Highlights
Cost savings as a result of virtualization
Stardog’s virtualization capabilities eliminated the need for expensive ETL processes, redundant data storage, and data conversion.
Increased analyst efficiency
Boehringer-Ingelheim’s knowledge graph allows analysts to reuse past research and find answers more quickly.
Increased bioinformatician output
Scientists are now able to quickly answer questions that link data from one domain to another without spending time cleaning data or creating additional local databases
Boehringer Ingelheim recognized the need to connect data from disparate parts of the company to increase research and operational efficiency, increase output, and ultimately accelerate drug research. Using Stardog to build an enterprise knowledge graph has allowed bioinformaticians and analysts to quickly and easily access the full body of institutional knowledge, all while providing cost savings.
The Challenge
Boehringer Ingelheim had many teams of researchers working independently to develop new treatments. But data was often siloed within teams, making it difficult to link targets, genes, and disease data across different parts of the company.

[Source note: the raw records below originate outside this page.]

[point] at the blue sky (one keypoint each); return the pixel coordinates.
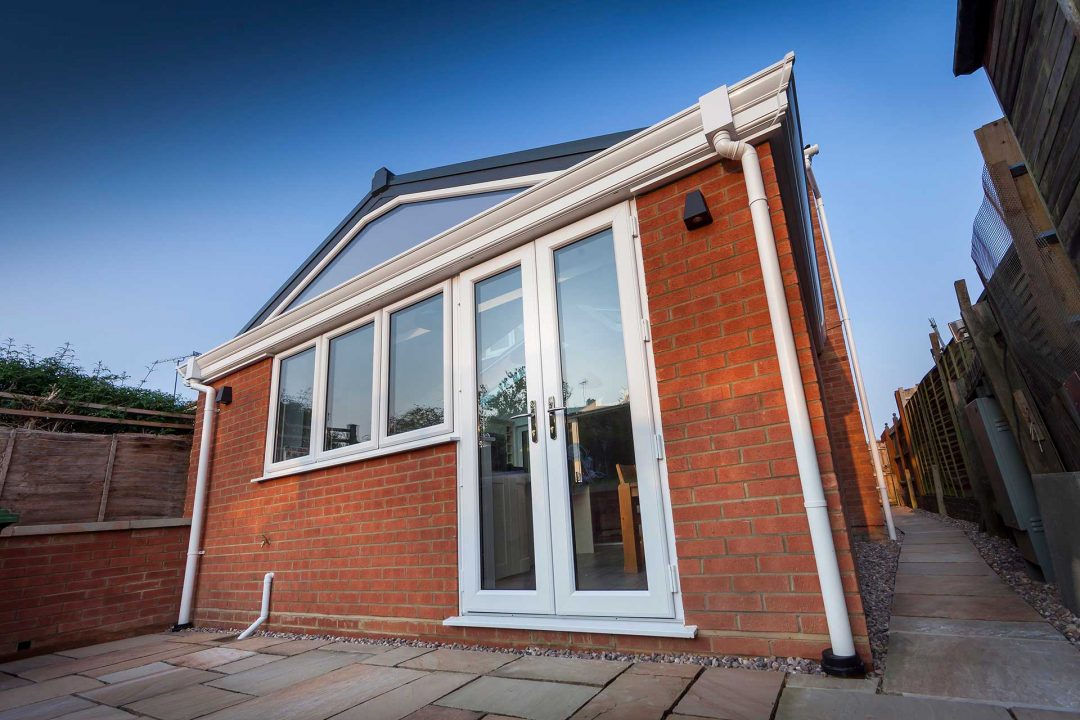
(165, 166)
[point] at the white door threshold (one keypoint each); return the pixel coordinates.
(657, 628)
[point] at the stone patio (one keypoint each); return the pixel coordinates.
(962, 647)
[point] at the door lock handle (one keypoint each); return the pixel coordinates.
(552, 429)
(531, 415)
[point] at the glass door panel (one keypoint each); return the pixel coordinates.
(607, 534)
(507, 543)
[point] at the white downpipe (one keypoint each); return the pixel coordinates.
(806, 453)
(850, 337)
(199, 505)
(264, 612)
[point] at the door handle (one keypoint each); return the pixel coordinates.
(551, 416)
(531, 415)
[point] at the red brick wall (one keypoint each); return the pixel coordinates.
(747, 570)
(851, 457)
(370, 547)
(66, 591)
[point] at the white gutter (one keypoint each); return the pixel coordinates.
(717, 123)
(264, 612)
(199, 505)
(834, 269)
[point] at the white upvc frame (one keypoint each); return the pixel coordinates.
(657, 601)
(446, 426)
(477, 188)
(380, 443)
(474, 598)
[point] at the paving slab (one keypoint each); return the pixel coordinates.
(475, 662)
(48, 709)
(322, 697)
(944, 569)
(635, 697)
(732, 694)
(358, 648)
(132, 673)
(396, 655)
(10, 681)
(254, 643)
(821, 704)
(674, 669)
(1006, 608)
(1000, 670)
(46, 690)
(534, 700)
(103, 648)
(176, 650)
(82, 664)
(204, 660)
(24, 664)
(562, 669)
(826, 682)
(295, 647)
(99, 712)
(1040, 630)
(286, 671)
(257, 660)
(408, 700)
(953, 585)
(187, 703)
(132, 691)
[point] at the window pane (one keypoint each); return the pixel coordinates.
(505, 479)
(295, 390)
(416, 367)
(391, 234)
(349, 389)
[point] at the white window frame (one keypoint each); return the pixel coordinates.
(380, 443)
(447, 425)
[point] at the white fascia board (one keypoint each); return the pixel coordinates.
(657, 154)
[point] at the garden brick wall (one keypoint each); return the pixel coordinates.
(370, 547)
(71, 589)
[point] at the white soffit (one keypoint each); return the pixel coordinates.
(671, 148)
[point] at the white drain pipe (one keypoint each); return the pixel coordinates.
(265, 612)
(834, 269)
(199, 504)
(717, 120)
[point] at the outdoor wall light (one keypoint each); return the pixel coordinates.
(696, 212)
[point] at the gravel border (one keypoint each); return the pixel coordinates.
(794, 665)
(876, 569)
(1006, 560)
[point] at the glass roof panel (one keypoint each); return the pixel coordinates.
(399, 230)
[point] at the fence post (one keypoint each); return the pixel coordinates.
(108, 478)
(9, 451)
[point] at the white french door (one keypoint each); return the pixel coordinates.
(561, 502)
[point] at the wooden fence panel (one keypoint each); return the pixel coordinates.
(77, 477)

The team tried several different tech stack approaches. Some teams had built data lakes, but inadequate virtualization capabilities necessitated ETL pipelines to move data. Others had worked to predefine all requirements from scratch in an RDBMS, but that approach couldn’t support the necessary levels of complexity or flexibility.
Ultimately, they realized that they needed a bigger approach that would establish a technical foundation to enable data sharing across the entire company. This approach needed to link data from across teams, support ontologies to understand how terms related to one another, and have the flexibility to allow them to connect internal experimental results with external publicly available data of varying quality and formats.